Beyond Unconstrained Features: Neural Collapse for Shallow Neural Networks with General Data
Shuyang Ling
NYU Shanghai
Peoples Rep of China
Co-Author(s):    Wanli Hong
Abstract:
Neural collapse is a phenomenon that occurs at the terminal phase of training of DNNs. The features of the data in the same class collapse to their respective sample means and the sample means exhibit an ETF. In the past few years, there have been a surge of works that focus on explaining why the ${\cal NC}$ occurs and how affects generalization. Since the DNNs is notoriously difficult to analyze, most works mainly focus on the unconstrained feature model (UFM).
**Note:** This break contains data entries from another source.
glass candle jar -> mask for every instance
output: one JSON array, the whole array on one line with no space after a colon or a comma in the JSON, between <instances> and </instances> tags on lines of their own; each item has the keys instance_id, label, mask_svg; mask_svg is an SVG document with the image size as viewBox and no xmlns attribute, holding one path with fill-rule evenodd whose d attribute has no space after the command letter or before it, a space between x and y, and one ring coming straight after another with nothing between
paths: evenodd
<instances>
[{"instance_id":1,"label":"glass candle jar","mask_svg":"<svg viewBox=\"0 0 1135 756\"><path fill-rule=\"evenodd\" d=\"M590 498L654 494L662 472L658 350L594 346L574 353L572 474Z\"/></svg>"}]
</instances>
While the UFM explains the ${\cal NC}$ to some extent, it fails to provide a complete picture of how the network architecture and the dataset affect ${\cal NC}$. In this work, we focus on shallow ReLU neural network and try to understand how the width, depth, data dimension, and statistical property of the training dataset influence the neural collapse. We provide a complete characterization on when the ${\cal NC}$ occurs for two or three layer neural works. This sufficient condition depends on the data dimension, sample size, and the signal-to-noise ratio in the data instead of the width. For three-layer neural networks, we show that the ${\cal NC}$ occurs as long as the second-layer is sufficiently wide. Moreover, we show that even if the ${\cal NC}$ occurs, the generalization can still be bad provided that the SNR in the data is sufficiently lower. Our results significantly extend the state-of-the-art theoretical analysis of ${\cal NC}$ under UFM to shallow nonlinear feature models, and characterize the emergence of ${\cal NC}$ via data properties and network architecture.